外部サービス側で OAuth アプリを作成する
- GitHub の場合: Settings → Developer settings → OAuth Apps
- コールバック URL を登録しておく(localhost / LAN IP / FQDN)
取得した Client ID / Secret を
.dev.varsに書くGITHUB_CLIENT_ID=xxxx GITHUB_CLIENT_SECRET=xxxx起動して、UI 上で「Add resource(リソース追加)」→ 目的のリポジトリを履歴追加
エージェントに「このリポジトリを読んで」などのリクエストをして動作確認。
.dev.vars は gitignored なので、コミットしないこと。
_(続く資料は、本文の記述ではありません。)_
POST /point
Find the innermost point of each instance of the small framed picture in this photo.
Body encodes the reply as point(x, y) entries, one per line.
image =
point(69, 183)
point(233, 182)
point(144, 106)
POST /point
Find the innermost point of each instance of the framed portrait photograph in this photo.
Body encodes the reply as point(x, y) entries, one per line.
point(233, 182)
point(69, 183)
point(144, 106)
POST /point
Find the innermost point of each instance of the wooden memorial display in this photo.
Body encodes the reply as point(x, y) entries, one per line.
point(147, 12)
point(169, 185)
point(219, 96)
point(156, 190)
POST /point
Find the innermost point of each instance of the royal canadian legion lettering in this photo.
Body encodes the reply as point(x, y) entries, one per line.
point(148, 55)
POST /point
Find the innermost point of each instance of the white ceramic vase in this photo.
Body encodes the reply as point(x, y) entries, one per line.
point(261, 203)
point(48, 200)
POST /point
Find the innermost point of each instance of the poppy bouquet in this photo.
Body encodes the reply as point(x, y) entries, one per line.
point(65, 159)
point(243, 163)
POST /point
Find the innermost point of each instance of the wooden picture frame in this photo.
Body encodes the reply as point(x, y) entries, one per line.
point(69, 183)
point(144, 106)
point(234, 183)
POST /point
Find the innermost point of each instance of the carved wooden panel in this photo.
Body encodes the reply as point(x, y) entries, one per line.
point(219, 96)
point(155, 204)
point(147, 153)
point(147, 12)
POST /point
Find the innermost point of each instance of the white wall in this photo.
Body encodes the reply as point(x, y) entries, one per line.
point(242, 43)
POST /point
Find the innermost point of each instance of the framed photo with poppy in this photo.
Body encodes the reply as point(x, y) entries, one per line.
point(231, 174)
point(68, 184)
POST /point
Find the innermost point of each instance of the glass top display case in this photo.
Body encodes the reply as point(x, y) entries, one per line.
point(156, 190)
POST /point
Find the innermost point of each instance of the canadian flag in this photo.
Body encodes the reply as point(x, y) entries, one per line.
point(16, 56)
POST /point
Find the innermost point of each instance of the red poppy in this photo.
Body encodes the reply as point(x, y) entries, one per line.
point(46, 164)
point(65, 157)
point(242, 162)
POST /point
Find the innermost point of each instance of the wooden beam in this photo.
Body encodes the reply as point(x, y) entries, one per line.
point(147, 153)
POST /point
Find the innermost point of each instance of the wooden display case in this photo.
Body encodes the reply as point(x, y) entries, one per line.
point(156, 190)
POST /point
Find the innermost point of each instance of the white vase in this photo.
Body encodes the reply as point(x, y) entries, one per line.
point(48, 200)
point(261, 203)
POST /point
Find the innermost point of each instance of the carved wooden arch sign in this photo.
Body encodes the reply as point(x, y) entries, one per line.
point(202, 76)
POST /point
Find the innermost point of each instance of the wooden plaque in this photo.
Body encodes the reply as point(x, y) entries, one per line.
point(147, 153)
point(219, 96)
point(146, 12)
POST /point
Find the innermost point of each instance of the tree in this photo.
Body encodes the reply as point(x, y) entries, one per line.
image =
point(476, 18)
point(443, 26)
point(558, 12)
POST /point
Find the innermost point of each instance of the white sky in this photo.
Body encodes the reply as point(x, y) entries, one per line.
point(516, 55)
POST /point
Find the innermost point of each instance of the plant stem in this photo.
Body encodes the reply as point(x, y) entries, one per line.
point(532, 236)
外部で公開する場合も 秘密情報(long-term secret)として慎重に管理してください。
注意:クレデンシャルの保存と公開
- OAuth を使うサービスの多くは https のコールバック URL を要求します。
- localhost の開発でも「https を要求されないサービス」であれば http でも動きますが、 明示的に確認してください。
- 外部で公開するときは ガイド2:QNAP にまとめた HTTPS(Tunnel 等)を 先にふまえてください。
「紹介(Introduction)」方式の考え方
Cloudflare OS は、デフォルトではエージェント・Gadget は どのリソースにもアクセスできません。 明示的に「紹介」してのみアクセスが自動的に与えられます。
これは「MCP サーバーをあらかじめ全部入れておく」方式とは正反対で、 必要になったものにだけ最小限アクセスするという能力ベースの考え方です。
Gatekeeper の自前デプロイ(今後の話)
現状、Gatekeeper 自身もリポジトリ内の package であり、OS 本体と一緒にデプロイされます。 将来は「Gatekeeper サービスを OS とは独立して展開・保守できるようにする」ことが 構想されていますが、まだ詳細は決まっていません。